JAKARTA, HUMAS MKRI - Hakim Konstitusi Saldi Isra menjadi pemateri dalam Sekolah Konstitusi yang diselenggarakan oleh Advokat Konstitusi bekerja sama dengan Penerbit Raja Grafindo Persada serta Mahkamah Konstitusi pada Sabtu (10/7/2021). Dalam kegiatan bertema “Sistem Pemerintahan Indonesia” dan sekaligus Pembukaan Sekolah Konstitusi 2.0 ini, Saldi mengulas secara runut sejarah perkembangan sistem pemerintahan di Indonesia. Tema kuliah daring ini sejalan pula dengan pokok materi yang tertuang dalam buku berjudul “Sistem Pemerintahan Indonesia: Pergulatan Ketatanegaraan Menuju Sistem Pemerintahan Presidensial” karya Saldi Isra.
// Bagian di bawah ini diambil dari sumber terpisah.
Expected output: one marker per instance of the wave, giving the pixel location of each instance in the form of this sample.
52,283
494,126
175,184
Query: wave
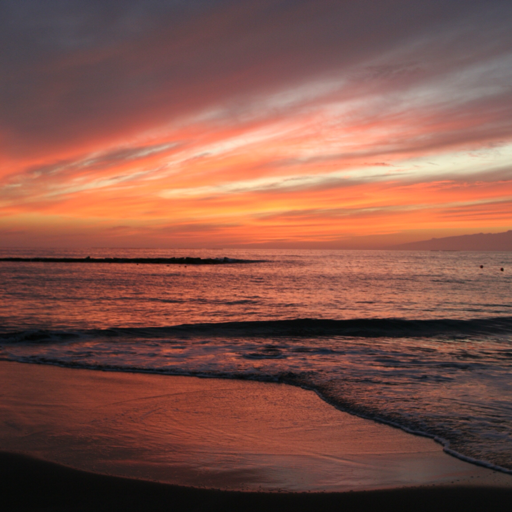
297,328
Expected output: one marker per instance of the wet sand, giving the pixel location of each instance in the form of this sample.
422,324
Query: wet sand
223,435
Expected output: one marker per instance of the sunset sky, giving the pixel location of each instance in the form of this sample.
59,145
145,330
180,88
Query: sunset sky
218,123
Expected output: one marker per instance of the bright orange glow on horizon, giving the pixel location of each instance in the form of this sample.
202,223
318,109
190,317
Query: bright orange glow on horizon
273,146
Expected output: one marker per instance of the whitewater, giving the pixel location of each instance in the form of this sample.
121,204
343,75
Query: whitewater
419,340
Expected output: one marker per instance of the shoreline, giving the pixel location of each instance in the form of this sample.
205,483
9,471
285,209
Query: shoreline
29,484
270,446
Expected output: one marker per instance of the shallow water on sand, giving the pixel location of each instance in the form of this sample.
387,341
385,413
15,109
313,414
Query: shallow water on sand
419,339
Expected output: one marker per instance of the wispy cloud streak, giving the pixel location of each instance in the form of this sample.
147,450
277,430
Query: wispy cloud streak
254,122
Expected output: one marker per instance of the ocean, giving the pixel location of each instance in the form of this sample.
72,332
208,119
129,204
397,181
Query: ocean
418,340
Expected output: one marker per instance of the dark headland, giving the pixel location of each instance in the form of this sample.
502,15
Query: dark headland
478,242
148,261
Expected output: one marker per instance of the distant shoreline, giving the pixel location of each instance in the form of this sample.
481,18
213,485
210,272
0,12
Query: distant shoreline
146,261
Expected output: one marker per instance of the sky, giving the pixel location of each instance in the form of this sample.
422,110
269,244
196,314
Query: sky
222,123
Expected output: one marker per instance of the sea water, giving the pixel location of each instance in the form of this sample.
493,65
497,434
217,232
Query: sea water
420,340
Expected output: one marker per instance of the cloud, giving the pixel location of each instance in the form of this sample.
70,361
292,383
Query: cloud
167,113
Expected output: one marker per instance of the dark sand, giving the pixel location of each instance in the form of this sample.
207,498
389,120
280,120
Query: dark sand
228,435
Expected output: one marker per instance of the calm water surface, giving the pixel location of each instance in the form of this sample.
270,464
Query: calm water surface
422,340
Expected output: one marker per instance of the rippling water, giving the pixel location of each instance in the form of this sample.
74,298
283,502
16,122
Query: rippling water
422,340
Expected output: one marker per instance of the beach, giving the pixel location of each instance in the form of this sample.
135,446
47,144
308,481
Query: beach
88,440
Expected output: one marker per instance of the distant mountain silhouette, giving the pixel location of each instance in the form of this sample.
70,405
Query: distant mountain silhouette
479,242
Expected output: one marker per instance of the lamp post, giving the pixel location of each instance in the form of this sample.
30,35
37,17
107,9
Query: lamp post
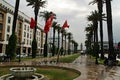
20,50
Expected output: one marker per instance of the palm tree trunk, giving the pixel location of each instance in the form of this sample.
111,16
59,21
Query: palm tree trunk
45,46
111,55
62,45
100,8
15,16
53,41
65,44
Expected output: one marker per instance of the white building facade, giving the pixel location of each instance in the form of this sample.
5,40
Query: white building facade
23,30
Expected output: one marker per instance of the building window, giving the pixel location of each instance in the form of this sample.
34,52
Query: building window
8,28
24,34
7,37
9,19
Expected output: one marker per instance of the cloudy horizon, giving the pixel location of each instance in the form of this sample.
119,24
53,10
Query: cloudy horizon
75,12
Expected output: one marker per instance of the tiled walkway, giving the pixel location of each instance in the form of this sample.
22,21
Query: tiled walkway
84,64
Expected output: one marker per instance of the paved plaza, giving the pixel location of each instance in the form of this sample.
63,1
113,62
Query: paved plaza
89,70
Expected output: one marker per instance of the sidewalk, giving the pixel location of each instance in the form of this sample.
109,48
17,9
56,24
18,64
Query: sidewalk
84,64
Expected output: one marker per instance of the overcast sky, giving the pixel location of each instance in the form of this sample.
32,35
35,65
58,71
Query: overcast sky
75,12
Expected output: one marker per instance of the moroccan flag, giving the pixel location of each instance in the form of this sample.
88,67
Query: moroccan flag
48,24
65,25
32,23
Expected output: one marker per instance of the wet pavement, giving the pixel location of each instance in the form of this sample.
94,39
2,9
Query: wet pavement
89,70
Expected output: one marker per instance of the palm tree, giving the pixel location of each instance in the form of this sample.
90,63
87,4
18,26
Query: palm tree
65,35
58,30
75,47
11,48
112,55
46,15
89,36
54,25
94,17
69,39
100,10
62,32
36,4
58,49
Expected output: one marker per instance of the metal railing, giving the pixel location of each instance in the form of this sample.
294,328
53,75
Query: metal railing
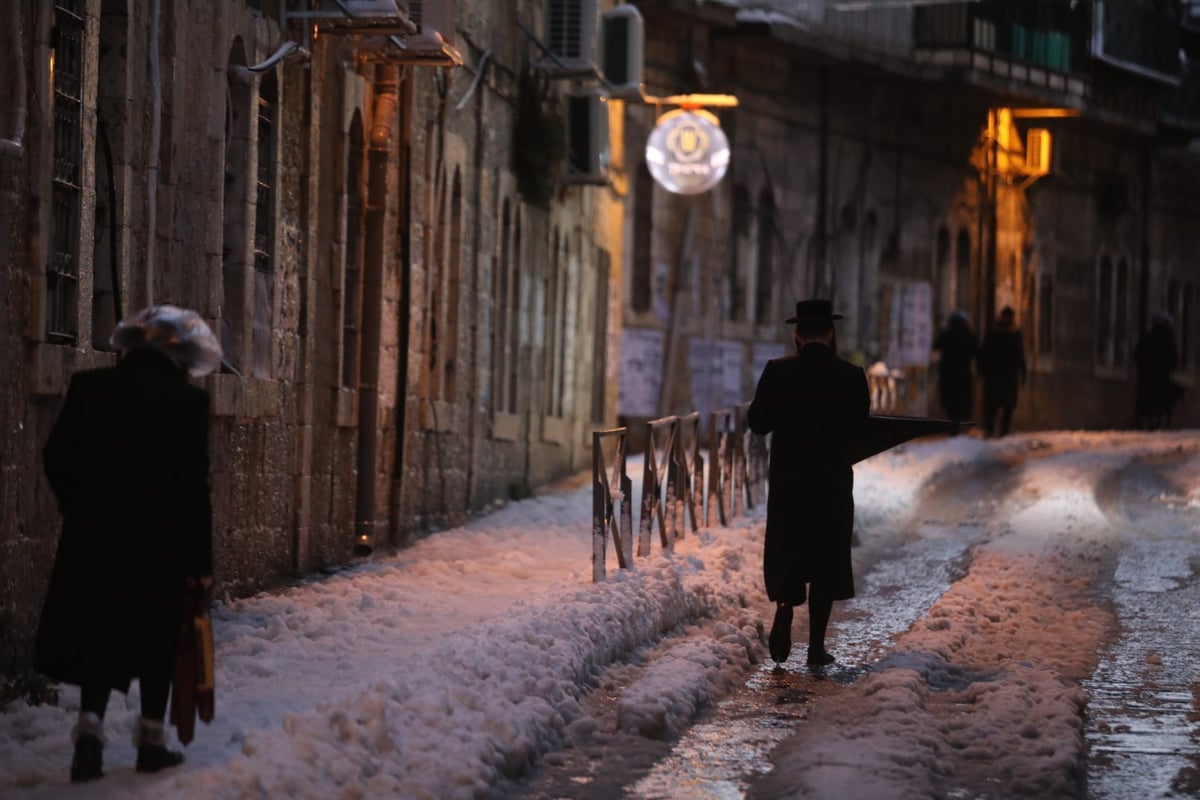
673,482
605,518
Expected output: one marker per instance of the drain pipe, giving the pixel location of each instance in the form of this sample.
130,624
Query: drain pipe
12,139
155,144
379,146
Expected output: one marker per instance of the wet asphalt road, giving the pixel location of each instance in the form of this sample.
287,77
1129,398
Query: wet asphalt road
1144,717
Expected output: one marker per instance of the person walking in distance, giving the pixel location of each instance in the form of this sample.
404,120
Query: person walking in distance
1002,366
814,404
129,464
1157,358
959,347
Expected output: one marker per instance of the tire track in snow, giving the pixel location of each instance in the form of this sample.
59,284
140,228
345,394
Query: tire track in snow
1143,728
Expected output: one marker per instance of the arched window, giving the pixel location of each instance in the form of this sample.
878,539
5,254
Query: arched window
963,270
264,226
1104,311
112,109
503,312
943,275
66,187
352,283
454,270
515,323
741,217
435,278
641,289
765,274
235,238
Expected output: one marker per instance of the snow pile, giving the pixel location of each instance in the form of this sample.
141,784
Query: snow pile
465,659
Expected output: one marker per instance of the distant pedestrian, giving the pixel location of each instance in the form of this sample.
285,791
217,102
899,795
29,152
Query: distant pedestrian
813,403
1002,366
129,463
1156,359
959,347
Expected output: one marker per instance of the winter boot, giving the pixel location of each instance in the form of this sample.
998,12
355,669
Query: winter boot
89,756
150,739
780,639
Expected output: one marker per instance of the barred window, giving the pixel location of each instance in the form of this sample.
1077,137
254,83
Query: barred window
643,229
67,79
264,227
766,271
600,336
1113,313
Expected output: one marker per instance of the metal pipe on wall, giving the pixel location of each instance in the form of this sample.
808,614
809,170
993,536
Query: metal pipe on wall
378,151
12,138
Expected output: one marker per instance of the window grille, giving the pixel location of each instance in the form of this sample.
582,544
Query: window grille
63,271
643,229
600,336
264,228
503,317
1045,314
353,256
766,272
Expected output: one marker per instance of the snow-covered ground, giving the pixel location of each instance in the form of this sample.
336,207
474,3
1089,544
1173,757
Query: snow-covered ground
463,660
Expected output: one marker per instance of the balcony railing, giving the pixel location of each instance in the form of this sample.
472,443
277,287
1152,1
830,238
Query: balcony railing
1041,34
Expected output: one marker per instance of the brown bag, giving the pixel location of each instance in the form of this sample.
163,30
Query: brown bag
192,693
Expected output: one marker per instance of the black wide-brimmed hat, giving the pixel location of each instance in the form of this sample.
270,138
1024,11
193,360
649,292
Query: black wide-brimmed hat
813,312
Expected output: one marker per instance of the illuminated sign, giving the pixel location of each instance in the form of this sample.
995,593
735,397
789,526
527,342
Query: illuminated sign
688,152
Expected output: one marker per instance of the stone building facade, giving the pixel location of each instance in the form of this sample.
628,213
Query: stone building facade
861,154
418,322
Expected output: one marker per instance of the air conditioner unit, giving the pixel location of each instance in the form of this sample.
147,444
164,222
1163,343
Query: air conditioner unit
571,29
587,138
433,42
624,43
1037,151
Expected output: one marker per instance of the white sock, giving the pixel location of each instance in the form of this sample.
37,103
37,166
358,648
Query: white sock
149,732
90,723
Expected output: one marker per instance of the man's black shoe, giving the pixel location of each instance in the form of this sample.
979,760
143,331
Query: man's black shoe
88,762
780,639
820,659
153,758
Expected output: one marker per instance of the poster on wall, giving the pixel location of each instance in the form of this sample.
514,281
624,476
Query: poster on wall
715,368
911,325
641,372
765,352
660,302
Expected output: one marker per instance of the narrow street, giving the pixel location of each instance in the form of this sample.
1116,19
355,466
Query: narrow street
1141,727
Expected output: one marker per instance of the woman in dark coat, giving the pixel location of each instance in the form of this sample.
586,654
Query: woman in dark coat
955,382
129,463
1002,365
1156,359
814,404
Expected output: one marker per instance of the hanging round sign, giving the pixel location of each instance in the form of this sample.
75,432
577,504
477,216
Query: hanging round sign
688,152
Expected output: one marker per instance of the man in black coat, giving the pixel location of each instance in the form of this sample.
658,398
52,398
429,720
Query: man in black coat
129,463
959,347
1156,359
1002,365
814,404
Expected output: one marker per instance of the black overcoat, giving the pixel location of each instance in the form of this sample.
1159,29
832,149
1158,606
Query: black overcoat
955,379
1002,365
129,463
814,404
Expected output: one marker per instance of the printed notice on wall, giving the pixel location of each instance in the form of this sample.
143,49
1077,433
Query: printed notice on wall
715,371
912,326
641,372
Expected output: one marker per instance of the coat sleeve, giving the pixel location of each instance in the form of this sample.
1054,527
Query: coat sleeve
761,414
63,452
198,492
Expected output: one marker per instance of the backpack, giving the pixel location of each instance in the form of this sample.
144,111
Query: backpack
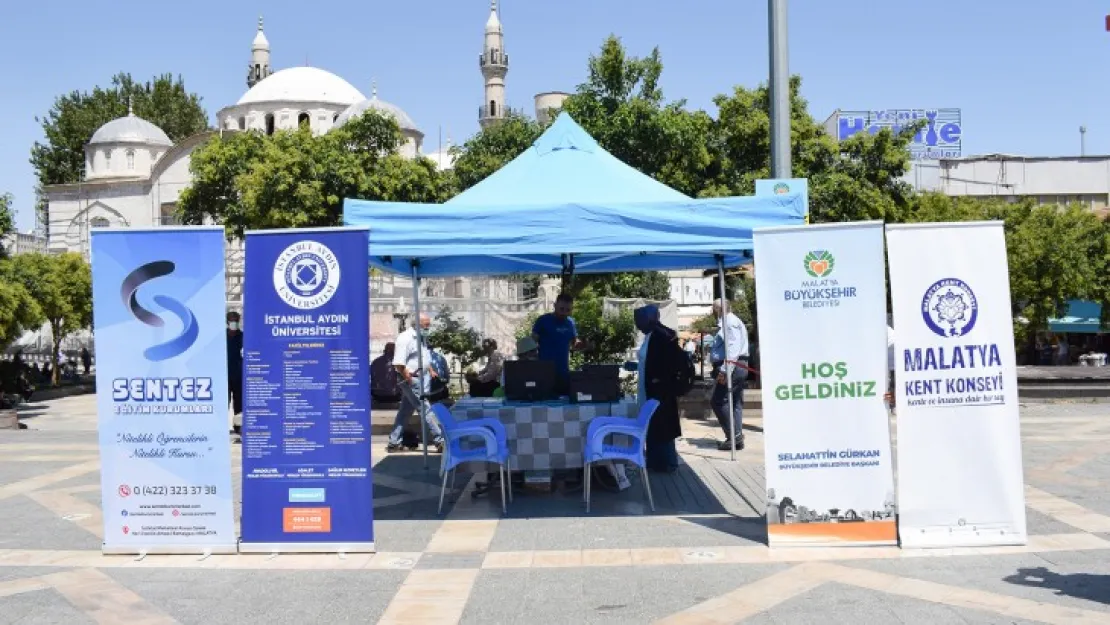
686,374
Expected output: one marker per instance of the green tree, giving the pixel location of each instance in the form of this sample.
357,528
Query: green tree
7,222
19,312
609,335
1056,254
492,149
69,124
61,286
450,334
294,179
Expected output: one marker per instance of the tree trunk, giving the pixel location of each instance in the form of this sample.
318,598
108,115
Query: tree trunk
54,348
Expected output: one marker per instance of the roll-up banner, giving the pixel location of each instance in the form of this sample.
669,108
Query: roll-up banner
162,390
823,338
959,442
306,467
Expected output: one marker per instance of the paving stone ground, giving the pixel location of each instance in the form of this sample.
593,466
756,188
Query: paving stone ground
702,557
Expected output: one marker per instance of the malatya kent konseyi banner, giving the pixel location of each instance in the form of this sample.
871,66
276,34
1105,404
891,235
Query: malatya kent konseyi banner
823,345
959,441
306,470
162,390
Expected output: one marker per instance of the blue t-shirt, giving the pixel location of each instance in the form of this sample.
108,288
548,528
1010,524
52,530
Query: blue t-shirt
555,338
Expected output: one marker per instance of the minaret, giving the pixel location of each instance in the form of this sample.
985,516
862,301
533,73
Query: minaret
494,63
260,58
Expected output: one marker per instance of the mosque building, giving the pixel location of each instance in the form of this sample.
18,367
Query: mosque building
134,173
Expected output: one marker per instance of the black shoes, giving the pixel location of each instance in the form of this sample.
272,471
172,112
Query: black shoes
727,446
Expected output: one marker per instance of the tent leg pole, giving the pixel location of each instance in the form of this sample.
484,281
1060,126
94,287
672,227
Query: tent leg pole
728,374
420,360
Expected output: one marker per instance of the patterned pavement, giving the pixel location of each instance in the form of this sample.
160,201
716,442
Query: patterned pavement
699,558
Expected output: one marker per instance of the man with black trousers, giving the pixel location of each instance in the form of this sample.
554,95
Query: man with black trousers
234,366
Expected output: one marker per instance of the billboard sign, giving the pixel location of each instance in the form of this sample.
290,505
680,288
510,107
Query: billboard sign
941,138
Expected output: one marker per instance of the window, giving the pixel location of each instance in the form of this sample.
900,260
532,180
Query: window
170,214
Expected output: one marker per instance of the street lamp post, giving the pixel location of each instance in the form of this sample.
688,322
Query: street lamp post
779,90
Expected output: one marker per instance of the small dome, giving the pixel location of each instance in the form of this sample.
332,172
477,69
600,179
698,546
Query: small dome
354,110
443,160
130,129
302,84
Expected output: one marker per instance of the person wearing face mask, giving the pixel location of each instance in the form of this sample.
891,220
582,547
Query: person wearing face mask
234,366
661,363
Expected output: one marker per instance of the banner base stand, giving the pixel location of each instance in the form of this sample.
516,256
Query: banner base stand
947,541
169,550
306,547
839,545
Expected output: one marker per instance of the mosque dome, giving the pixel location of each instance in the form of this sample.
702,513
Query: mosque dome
396,112
302,84
130,129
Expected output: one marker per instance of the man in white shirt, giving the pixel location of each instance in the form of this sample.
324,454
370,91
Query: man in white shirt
413,384
730,360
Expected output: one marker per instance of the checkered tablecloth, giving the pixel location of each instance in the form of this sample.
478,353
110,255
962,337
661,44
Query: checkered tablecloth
545,436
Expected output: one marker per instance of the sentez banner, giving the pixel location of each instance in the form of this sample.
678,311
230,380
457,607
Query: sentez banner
162,390
306,470
959,441
823,338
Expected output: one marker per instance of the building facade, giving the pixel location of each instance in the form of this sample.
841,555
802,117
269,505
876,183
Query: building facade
1046,180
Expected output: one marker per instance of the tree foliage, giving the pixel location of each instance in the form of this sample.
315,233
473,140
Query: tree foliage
493,148
60,285
294,179
450,334
7,221
69,124
609,335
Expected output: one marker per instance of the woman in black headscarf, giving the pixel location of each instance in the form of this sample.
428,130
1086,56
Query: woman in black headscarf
661,366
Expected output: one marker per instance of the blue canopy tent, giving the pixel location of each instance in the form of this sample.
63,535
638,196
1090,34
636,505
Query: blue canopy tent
566,205
1082,318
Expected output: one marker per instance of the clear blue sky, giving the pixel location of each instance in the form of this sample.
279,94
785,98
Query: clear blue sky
1027,73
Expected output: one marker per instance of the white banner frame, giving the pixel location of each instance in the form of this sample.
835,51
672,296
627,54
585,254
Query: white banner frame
960,480
826,424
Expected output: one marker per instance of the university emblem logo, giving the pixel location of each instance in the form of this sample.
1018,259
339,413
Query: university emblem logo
306,274
949,308
819,263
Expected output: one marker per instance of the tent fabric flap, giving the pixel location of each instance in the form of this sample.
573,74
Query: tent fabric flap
565,165
603,237
1082,318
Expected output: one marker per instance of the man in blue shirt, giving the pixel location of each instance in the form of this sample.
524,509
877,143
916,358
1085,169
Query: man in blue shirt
556,334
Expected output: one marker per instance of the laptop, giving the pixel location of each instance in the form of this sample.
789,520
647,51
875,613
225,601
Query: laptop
530,381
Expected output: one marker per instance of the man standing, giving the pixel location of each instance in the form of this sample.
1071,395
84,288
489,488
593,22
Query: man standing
414,384
556,334
729,361
234,368
661,364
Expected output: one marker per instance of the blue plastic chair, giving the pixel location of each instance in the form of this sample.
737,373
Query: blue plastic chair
597,451
493,449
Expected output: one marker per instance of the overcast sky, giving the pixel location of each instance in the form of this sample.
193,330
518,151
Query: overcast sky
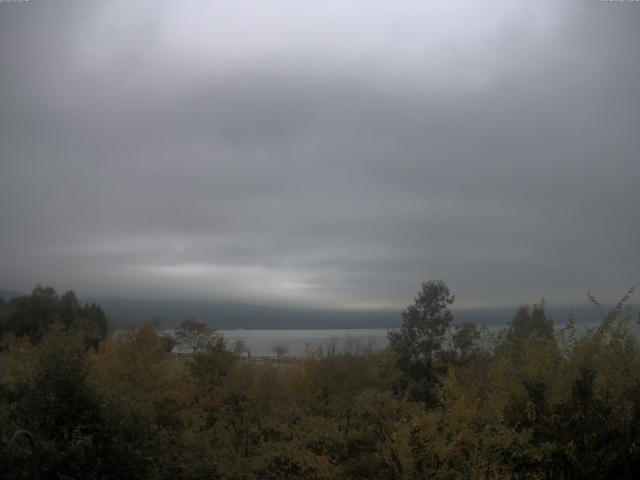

Dengan dipandu Hario Danang dari Fakultas Hukum Universitas Padjajaran selaku moderator, Saldi menekankan pentingnya menelusuri perdebatan sistem pemerintahan Indonesia. Sebab, rumusan konstitusi Indonesia dalam praktik ketatanegaraan pernah mengalami beberapa pergantian, di antaranya UUD 1945 awal kemerdekaan, Konstitusi RIS, UUD Sementara 1950, dan kembali ke UUD 1945. Kesemua konstitusi tersebut, dalam praktiknya dilaksanakan secara berbeda saat awal kemerdekaan dengan yang dilaksanakan pada masa 1959 dan bahkan pada periode 1999. Adapun salah satu tujuan perubahan UUD 1945 tersebut, sambung Saldi, adalah mempertahankan sistem pemerintahan presidensial.
Dalam forum terbatas ini, Saldi mengawali paparan dengan mengutip pengertian konstitusi menurut K.C. Wheare dalam bukunya yang berjudul “Modern Constitutions”. Menurut Wheare, konstitusi adalah dokumen tertulis, sebuah kerangka umum dan dasar, yang menjelaskan keseluruhan sistem yang digunakan negara dan di dalamnya terdapat aturan mengenai pemerintahan.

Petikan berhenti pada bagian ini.